The car kept going. Janine squeezed tighter.

Maybe he really was Janine’s boyfriend?

“Your mother must be an amazing woman to raise the both of you on her own,” Gillian said.

Was his mother amazing? Maybe. But what Stan ended up explaining was that she could never figure out how to work the TV remote no matter how often he explained it.

“My mom has two degrees but when it comes to electronics —”

Gillian asked about the degrees, so Stan said what he could about sociology and the history of art.

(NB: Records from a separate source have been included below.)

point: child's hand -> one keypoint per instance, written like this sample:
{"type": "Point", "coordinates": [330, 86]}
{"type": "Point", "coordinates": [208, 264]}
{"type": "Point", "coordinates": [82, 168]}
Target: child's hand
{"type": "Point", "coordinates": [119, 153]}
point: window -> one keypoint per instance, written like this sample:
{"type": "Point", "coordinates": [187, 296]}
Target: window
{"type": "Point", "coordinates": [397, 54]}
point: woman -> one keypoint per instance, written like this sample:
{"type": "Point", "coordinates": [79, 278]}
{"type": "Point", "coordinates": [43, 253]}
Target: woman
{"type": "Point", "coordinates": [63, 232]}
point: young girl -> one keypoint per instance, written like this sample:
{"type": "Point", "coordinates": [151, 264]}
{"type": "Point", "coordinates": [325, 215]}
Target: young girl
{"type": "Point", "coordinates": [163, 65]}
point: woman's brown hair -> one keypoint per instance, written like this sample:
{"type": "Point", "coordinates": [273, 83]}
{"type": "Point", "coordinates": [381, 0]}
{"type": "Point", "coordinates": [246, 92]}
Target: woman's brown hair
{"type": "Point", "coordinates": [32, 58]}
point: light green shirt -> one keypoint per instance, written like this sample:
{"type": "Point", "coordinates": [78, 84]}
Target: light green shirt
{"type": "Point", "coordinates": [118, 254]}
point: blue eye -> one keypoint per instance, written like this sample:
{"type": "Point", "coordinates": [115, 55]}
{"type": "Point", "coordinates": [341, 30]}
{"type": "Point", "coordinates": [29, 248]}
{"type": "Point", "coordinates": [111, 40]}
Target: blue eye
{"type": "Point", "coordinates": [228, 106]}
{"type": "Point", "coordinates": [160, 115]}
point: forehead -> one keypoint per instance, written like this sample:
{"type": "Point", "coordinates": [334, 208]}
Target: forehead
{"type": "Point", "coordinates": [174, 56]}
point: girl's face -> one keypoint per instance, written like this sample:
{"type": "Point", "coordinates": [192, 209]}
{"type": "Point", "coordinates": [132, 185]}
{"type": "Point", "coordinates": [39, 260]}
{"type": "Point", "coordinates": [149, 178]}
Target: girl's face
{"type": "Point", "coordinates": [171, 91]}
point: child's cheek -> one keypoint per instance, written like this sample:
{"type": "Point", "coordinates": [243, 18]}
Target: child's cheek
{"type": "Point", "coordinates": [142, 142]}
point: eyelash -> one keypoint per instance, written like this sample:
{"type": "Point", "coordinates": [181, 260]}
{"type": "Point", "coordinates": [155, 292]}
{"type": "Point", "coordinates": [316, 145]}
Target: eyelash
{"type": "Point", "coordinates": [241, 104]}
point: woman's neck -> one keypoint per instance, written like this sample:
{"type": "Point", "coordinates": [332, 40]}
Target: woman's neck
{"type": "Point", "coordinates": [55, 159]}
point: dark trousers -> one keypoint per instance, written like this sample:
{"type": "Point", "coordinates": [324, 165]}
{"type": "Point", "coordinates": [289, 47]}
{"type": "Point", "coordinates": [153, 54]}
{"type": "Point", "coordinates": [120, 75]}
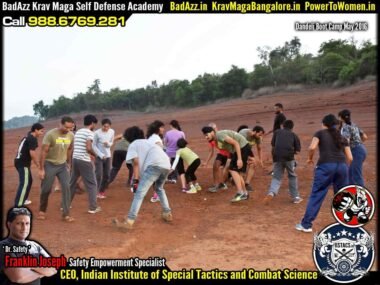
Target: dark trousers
{"type": "Point", "coordinates": [51, 171]}
{"type": "Point", "coordinates": [178, 170]}
{"type": "Point", "coordinates": [359, 154]}
{"type": "Point", "coordinates": [190, 171]}
{"type": "Point", "coordinates": [325, 174]}
{"type": "Point", "coordinates": [102, 172]}
{"type": "Point", "coordinates": [118, 158]}
{"type": "Point", "coordinates": [24, 186]}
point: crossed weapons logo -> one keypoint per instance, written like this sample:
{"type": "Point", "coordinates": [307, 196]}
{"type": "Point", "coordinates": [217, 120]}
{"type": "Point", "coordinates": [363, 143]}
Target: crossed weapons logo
{"type": "Point", "coordinates": [343, 254]}
{"type": "Point", "coordinates": [353, 206]}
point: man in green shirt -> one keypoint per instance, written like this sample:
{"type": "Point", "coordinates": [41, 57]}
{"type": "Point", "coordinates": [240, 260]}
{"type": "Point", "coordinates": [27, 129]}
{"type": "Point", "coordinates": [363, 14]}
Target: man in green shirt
{"type": "Point", "coordinates": [55, 160]}
{"type": "Point", "coordinates": [254, 137]}
{"type": "Point", "coordinates": [240, 149]}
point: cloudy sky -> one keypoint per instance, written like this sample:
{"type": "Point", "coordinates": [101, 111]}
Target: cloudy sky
{"type": "Point", "coordinates": [44, 63]}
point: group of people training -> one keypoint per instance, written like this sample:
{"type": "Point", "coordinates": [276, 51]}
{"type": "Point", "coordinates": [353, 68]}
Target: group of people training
{"type": "Point", "coordinates": [161, 157]}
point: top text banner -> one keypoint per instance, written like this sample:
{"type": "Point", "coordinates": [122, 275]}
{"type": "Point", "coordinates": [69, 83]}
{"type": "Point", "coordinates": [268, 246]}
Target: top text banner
{"type": "Point", "coordinates": [122, 8]}
{"type": "Point", "coordinates": [116, 13]}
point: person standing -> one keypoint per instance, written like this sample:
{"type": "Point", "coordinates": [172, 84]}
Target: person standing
{"type": "Point", "coordinates": [170, 142]}
{"type": "Point", "coordinates": [103, 140]}
{"type": "Point", "coordinates": [154, 135]}
{"type": "Point", "coordinates": [285, 145]}
{"type": "Point", "coordinates": [193, 162]}
{"type": "Point", "coordinates": [150, 165]}
{"type": "Point", "coordinates": [334, 154]}
{"type": "Point", "coordinates": [220, 165]}
{"type": "Point", "coordinates": [18, 222]}
{"type": "Point", "coordinates": [55, 160]}
{"type": "Point", "coordinates": [240, 149]}
{"type": "Point", "coordinates": [254, 138]}
{"type": "Point", "coordinates": [355, 137]}
{"type": "Point", "coordinates": [118, 158]}
{"type": "Point", "coordinates": [82, 165]}
{"type": "Point", "coordinates": [26, 153]}
{"type": "Point", "coordinates": [279, 118]}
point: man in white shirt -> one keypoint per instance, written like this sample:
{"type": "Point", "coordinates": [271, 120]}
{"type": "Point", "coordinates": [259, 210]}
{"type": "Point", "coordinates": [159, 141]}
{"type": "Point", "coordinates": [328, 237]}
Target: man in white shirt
{"type": "Point", "coordinates": [82, 165]}
{"type": "Point", "coordinates": [150, 165]}
{"type": "Point", "coordinates": [103, 140]}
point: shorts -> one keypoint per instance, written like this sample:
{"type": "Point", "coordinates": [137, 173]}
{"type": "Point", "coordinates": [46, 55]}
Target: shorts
{"type": "Point", "coordinates": [222, 159]}
{"type": "Point", "coordinates": [246, 151]}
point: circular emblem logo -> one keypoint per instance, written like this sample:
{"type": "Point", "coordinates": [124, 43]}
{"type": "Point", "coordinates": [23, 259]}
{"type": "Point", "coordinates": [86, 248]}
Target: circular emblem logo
{"type": "Point", "coordinates": [353, 206]}
{"type": "Point", "coordinates": [343, 254]}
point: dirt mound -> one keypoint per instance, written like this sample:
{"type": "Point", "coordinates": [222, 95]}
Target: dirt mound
{"type": "Point", "coordinates": [207, 231]}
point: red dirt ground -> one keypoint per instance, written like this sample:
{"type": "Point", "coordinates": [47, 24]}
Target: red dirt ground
{"type": "Point", "coordinates": [208, 231]}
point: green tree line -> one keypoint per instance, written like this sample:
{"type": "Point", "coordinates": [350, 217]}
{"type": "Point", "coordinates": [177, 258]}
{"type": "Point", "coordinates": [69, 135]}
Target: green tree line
{"type": "Point", "coordinates": [337, 61]}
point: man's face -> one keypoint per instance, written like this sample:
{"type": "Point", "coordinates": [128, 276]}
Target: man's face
{"type": "Point", "coordinates": [92, 127]}
{"type": "Point", "coordinates": [162, 130]}
{"type": "Point", "coordinates": [106, 127]}
{"type": "Point", "coordinates": [19, 228]}
{"type": "Point", "coordinates": [209, 136]}
{"type": "Point", "coordinates": [66, 127]}
{"type": "Point", "coordinates": [258, 134]}
{"type": "Point", "coordinates": [39, 132]}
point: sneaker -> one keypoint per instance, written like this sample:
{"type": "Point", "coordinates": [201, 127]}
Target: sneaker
{"type": "Point", "coordinates": [245, 196]}
{"type": "Point", "coordinates": [238, 197]}
{"type": "Point", "coordinates": [125, 226]}
{"type": "Point", "coordinates": [213, 189]}
{"type": "Point", "coordinates": [101, 195]}
{"type": "Point", "coordinates": [97, 210]}
{"type": "Point", "coordinates": [41, 216]}
{"type": "Point", "coordinates": [167, 216]}
{"type": "Point", "coordinates": [155, 199]}
{"type": "Point", "coordinates": [192, 190]}
{"type": "Point", "coordinates": [297, 200]}
{"type": "Point", "coordinates": [68, 219]}
{"type": "Point", "coordinates": [171, 181]}
{"type": "Point", "coordinates": [299, 227]}
{"type": "Point", "coordinates": [268, 198]}
{"type": "Point", "coordinates": [222, 186]}
{"type": "Point", "coordinates": [248, 187]}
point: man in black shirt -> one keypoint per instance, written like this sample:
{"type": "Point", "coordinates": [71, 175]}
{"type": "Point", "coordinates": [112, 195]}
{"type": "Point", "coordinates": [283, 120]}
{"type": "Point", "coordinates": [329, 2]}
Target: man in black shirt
{"type": "Point", "coordinates": [285, 144]}
{"type": "Point", "coordinates": [16, 245]}
{"type": "Point", "coordinates": [279, 119]}
{"type": "Point", "coordinates": [26, 152]}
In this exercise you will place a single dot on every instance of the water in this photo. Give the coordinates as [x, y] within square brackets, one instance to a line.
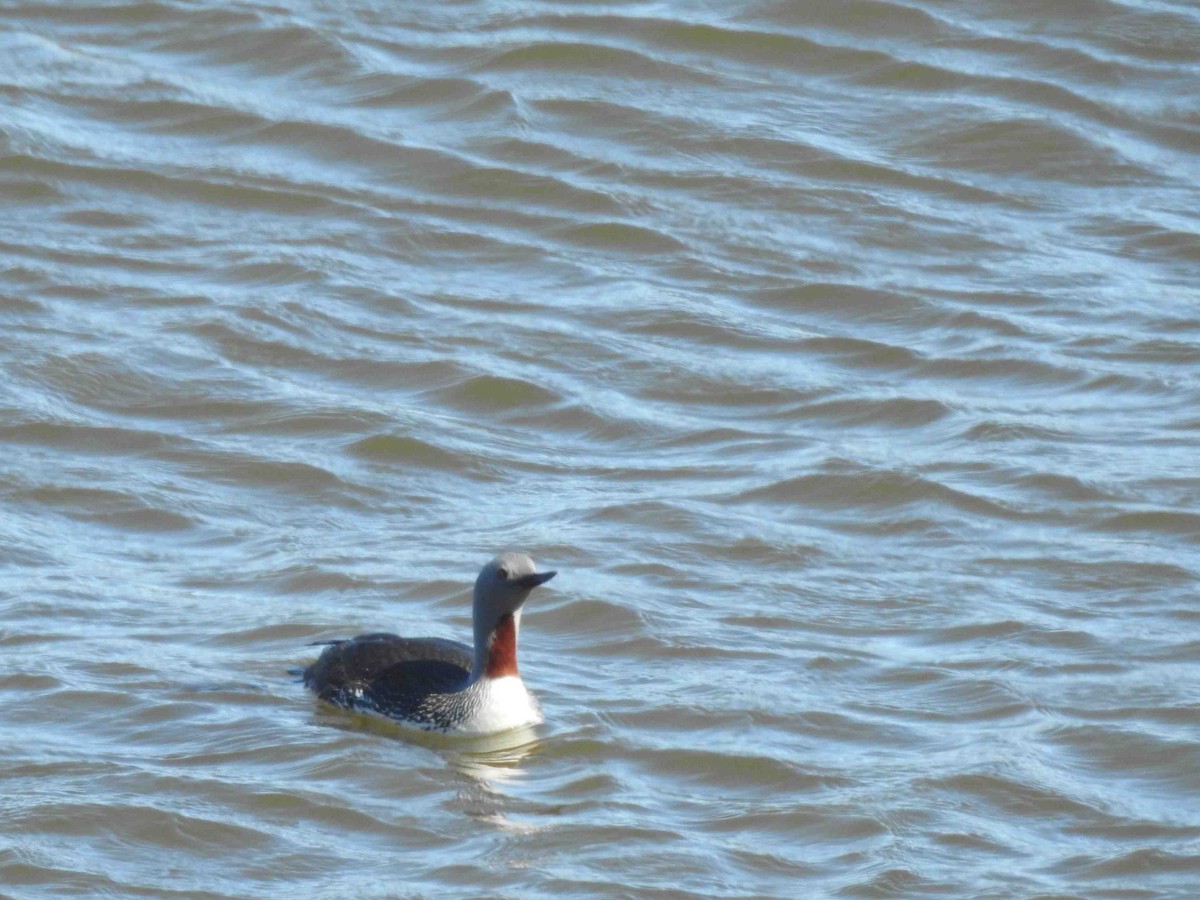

“She’s a Vermeer freak,” he said, and he tried to remember the name of the painting — a copy, obviously — that hung in their living room near the fireplace that didn’t work.

“The Girl with the Pearl Earring?” Gillian said.

“Not that one. But it looks like that one. My mom could tell you all about it.”

Why couldn’t Stan tell them all about it? Maybe he didn’t pay enough attention to his mother. She was terrifically smart in her own way.

He could feel the pulse in Janine’s fingers.

“She used to drag us to galleries all the time. But my little sister is allergic to them. It’s like her skin starts to itch from the inside. She just can’t stay still. So my mom goes on her own, or else she drags Gary.” The wipers sloshed water back and forth without seeming to clear anything. Could Joe see out the windshield at all?

“Gary’s great,” Janine breathed then. “He let me win at silly basketball.” She had the sexiest voice when she was talking quietly.

Let this ride go on and on, Stan thought.

“Did you . . . go to university?” he asked Gillian.

She turned and smiled oddly. “I studied to be an anthropologist, but ended up working in the bank, and then I got sick.”

Joe reached across and covered her frail hand gently with his own.

It was a sticky part of the conversation. Stan wasn’t sure what he should say next. He felt like he could spill anything about his own family now, that a rusty door had been knocked open. His mother’s purple sweatsuit. Gary and Ron like bulls in the living room. Feldon dripping on the porch in the rain.

The wipers sloshed. Janine withdrew her hand. Was he gripping too hard?

“I met Joe at the bank,” Gillian said. “I was supervising him, actually. He married me to get ahead.”

“I married her to get ahead,” Joe chimed. It seemed to be a family joke.

“There was a rule at the time against office dating, so we had to sneak around,” Gillian said. “That’s the thing about those kinds of rules.”

“They encourage the opposite behavior,” Joe said.

“We were illicit lovers.” Gillian beamed at him now. These two middle-aged people — Joe with his bristly head, Gillian with her scarf and the hard lines on her neck, like the flesh was retreating from her bit by bit — looked like they had more love between them in just this car ride than Stan had ever seen between his own parents.

This was what Janine had grown up with.

He wanted to take her hand again, but suddenly felt shy.

The rec center was a squat brownish building in a part of town Stan didn’t recognize. Were they downtown? He couldn’t even guess.

As soon as they walked in, Gillian took charge.

“Put the pop table over there!” she said to two boys fiddling with fold-up legs. “Did you bring the banner?”

It was rolled up in a corner, and Gillian had Stan and Janine hang it on the far wall under the shaded windows.

Dance for Life, it said.

Families arrived in noisy clumps. The kids seemed to be of all ages, the girls wearing everything from pants to slinky dresses, the boys in probably whatever they’d had on earlier in the day. So Stan wasn’t out of place in Janine’s plaid shirt and jeans.

Some of the kids were . . . bald, or otherwise sickly looking.

Or they had a parent who was too thin or trembly and pale, lost in the eyes.

“It’s for cancer families,” Janine explained.